Early brain injury (EBI) plays a critical role in determining the outcome of subarachnoid hemorrhage (SAH). The present study was designed to investigate the role of EGb 761, a standardized extract of Ginkgo biloba, in SAH-induced EBI and to explore its potential mechanism of action.

A rat SAH model was established by the endovascular perforation process. Doses of 10, 50 and 100 mg/kg EGb 761 were injected intraperitoneally 2 h after SAH was induced. Mortality, SAH grade, neurological score and brain water content were measured 24 h after SAH was induced. A Western blot assay was performed to assess the expression of the apoptosis-related proteins Bax, Bcl-2, cleaved caspase-3, Akt and phosphorylated Akt (p-Akt). Terminal deoxynucleotidyl transferase-mediated dUTP nick end labeling (TUNEL) and neuronal nuclei (NeuN) double immunofluorescence staining were used to detect apoptotic neurons.

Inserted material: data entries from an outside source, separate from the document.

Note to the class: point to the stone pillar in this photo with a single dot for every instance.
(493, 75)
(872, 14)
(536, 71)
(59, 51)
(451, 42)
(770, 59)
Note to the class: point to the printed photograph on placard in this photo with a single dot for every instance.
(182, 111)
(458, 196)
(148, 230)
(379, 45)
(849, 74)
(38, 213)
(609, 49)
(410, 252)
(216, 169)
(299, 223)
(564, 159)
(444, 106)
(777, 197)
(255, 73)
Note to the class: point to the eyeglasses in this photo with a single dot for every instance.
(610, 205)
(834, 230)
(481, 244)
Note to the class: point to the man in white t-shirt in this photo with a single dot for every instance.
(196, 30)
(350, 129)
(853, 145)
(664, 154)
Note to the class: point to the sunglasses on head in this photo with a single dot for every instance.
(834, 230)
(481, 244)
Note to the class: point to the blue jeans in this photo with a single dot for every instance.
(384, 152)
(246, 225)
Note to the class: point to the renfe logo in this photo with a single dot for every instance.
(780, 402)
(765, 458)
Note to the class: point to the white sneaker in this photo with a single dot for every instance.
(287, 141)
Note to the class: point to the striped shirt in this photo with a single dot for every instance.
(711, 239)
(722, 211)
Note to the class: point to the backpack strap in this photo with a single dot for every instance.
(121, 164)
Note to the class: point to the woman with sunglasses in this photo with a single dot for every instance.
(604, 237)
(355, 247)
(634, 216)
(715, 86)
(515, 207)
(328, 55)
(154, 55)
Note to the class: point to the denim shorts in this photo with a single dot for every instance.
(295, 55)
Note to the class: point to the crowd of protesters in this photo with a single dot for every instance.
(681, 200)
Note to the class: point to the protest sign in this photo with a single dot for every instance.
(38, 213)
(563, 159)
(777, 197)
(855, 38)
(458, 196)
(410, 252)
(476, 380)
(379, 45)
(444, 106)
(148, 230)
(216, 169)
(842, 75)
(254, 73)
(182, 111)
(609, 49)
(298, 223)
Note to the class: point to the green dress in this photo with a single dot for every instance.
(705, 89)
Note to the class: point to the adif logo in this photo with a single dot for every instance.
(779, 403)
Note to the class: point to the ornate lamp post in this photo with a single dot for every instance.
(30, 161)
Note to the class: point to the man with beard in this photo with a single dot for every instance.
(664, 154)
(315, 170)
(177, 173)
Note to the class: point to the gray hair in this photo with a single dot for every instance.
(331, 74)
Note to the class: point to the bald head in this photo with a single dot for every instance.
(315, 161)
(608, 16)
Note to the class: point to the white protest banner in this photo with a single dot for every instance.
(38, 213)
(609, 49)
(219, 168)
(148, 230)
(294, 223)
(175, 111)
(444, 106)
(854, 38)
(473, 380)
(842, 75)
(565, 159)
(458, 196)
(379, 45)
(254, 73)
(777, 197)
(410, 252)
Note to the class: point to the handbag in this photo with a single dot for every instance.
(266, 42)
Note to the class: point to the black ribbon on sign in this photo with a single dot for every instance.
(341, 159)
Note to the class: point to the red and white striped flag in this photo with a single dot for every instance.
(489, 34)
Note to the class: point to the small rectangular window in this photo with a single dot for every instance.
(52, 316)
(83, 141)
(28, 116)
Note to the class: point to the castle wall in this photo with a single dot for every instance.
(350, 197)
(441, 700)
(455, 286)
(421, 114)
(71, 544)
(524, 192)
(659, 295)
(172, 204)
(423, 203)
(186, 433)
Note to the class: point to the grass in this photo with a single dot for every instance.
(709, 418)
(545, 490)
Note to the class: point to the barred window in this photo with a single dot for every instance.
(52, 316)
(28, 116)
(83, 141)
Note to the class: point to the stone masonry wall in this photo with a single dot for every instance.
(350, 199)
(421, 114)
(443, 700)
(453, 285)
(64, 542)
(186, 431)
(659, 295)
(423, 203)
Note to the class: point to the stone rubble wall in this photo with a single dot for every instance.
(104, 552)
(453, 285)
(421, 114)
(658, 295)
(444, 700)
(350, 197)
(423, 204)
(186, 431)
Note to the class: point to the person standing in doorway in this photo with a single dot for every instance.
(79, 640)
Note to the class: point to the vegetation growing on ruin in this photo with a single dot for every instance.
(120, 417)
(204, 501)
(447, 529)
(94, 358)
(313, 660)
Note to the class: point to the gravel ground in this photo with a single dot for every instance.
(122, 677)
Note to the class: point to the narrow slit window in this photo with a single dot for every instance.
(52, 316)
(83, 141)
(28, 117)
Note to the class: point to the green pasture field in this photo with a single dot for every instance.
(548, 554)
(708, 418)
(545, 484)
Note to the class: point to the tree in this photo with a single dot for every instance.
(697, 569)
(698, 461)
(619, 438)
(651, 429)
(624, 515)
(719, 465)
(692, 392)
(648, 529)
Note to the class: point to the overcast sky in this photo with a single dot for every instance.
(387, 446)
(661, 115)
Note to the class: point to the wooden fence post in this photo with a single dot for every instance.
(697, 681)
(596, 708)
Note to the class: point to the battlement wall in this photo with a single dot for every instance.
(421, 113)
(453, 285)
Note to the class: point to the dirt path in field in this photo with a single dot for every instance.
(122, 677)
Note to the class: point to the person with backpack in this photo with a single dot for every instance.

Animals suffered from serious neurological deficits and increased brain water content after induction of SAH. Rats treated with EGb 761 experienced dose-dependent attenuation of neurological dysfunction and decreased brain water content. In addition, EGb 761 significantly activated Akt signaling accompanied by increased Bcl-2 levels and decreased expression of Bax and cleaved caspase-3. Moreover, EGb 761 decreased the number of TUNEL/NeuN-positive cells in a dose-dependent manner. However, all the beneficial effects of EGb 761 for SAH were abolished by the Akt inhibitor MK2206.

Our results indicated that EGb 761 could ameliorate SAH-induced EBI and that the neuroprotective effects of EGb 761 against SAH were exerted via suppression of neuronal apoptosis through activation of the Akt pathway.